Notice
En 1976, on voyait au large de la plage d’Arila, à Corfou, une petite île comme deux collines soudées l’une à l’autre émergeant de l’eau. Bernard Heyman, qui habitait près d’Arila depuis quelques années, m’avait assuré l’île inhabitée. Elle était plantée d’une végétation de bruyère et d’une dizaine de cyprès groupés autour d’une petite chapelle orthodoxe, dans laquelle, une fois l’an, on célébrait la Fête de la Dormition de la Vierge.
Un âne avait longtemps vécu sur l’île. On l’entendait braire, autrefois, quand le vent venait de la mer. Son squelette était sans doute couché quelque part sur la bruyère recouvrant l’île. Bernard avait un bateau de pêche, voile et moteur, avec lequel il m’emmena là-bas. J’y séjournerais une semaine, muni d’un sac de riz, d’un sac d’oignons, de trois litres d’ouzo, de trois livres, de papier à écrire et de stylos.
À peine débarqués, Bernard m’emmena au pied d’une falaise argileuse, face à la mer. Nous y avons creusé deux petites cuvettes, afin d’y recueillir, de jour en jour, l’eau suintant de l’argile : ce serait ma seule source d’eau douce, bien qu’argileuse et rendue saumâtre par les embruns.
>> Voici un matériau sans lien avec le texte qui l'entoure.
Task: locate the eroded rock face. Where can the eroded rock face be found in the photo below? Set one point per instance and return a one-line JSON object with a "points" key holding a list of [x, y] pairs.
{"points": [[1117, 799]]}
Une fois creusées les deux cuvettes, Bernard me souhaita une bonne semaine et repartit vers la plage d’Arila, à quelques kilomètres de l’île.
Nous étions au milieu de l’été et l’ombre mince qu’offraient les cyprès autour de la chapelle démarquait le seul lieu où je pouvais me tenir, le soleil du matin jusqu’au soir frappant tout le reste de l’île. Il me fallait, selon la course du soleil, tourner régulièrement autour du cyprès choisi, au long de la journée. La nuit, je dormais sur un lit que je m’étais fait de varech ramassé sur les rochers au bord de l’eau.
Les trois premières nuits, je ne dormis pas. Dès le soleil couché, de trous innombrables sortaient des rats par dizaines. Ils avaient presque l’apparence de lapins, hormis leurs oreilles courtes, leur nez pointu et leurs longues queues. Comme, la nuit venue, je m’étendais sur mon lit de varech, une joyeuse sarabande commençait, qui se poursuivait durant toute la nuit : les rats profitaient au mieux de l’aubaine que j’étais, tombé comme un cheveu bienvenu dans leur soupe monotone. Ils se pourchassaient sur moi, risquaient leur nez dans mes oreilles, mes narines, ma bouche si je ne la tenais pas fermée. Trois nuits durant, les rats m’ôtèrent tout espoir de sommeil, mais dès la quatrième nuit, et toutes les nuits suivantes, je dormis très bien. Non seulement je m’étais habitué aux rats, mais j’appréciais leur compagnie. Jamais je n’eus affaire à leurs dents.
Au bout d’une semaine, le jour où Bernard devait venir me rechercher, un fort vent était levé, rendant la mer impraticable. On m’avait prévenu de ce vent au début de mon séjour à Corfou : il souffle durant trois, six ou neuf jours, sans interruption. J’eus droit au vent de neuf jours. Les trois livres étaient lus, et bus les trois litres d’ouzo, le riz et les oignons mangés. Me restaient deux petites cuvettes d’eau douce mais affreusement saumâtre, du papier et des stylos.
Sous le vent constant, le visage de Lise m’accompagna durant neuf jours. Je réécrivis trois fois le monologue, évitant à chaque version de relire la précédente. Je réécrivis trois fois le monologue sous le vent constant, adossé le plus souvent au mur de la chapelle orthodoxe dans laquelle, athée convaincu, j’avais juré de ne jamais entrer, malgré les intempéries. Au vent, par moments, se joignait la pluie. J’abritais alors mes feuilles de papier sous le varech de mon lit.
Quand enfin Bernard put venir me rechercher, je relus les trois versions du monologue, emmenai la première avec moi et brûlai les deux autres devant le mur de la chapelle où je les avais écrites. J’étais alors loin de deviner que six ans plus tard, dans l’été 1982, je recevrais dans une église russe de la rue Lecourbe, à Paris, le baptême de l’Église orthodoxe.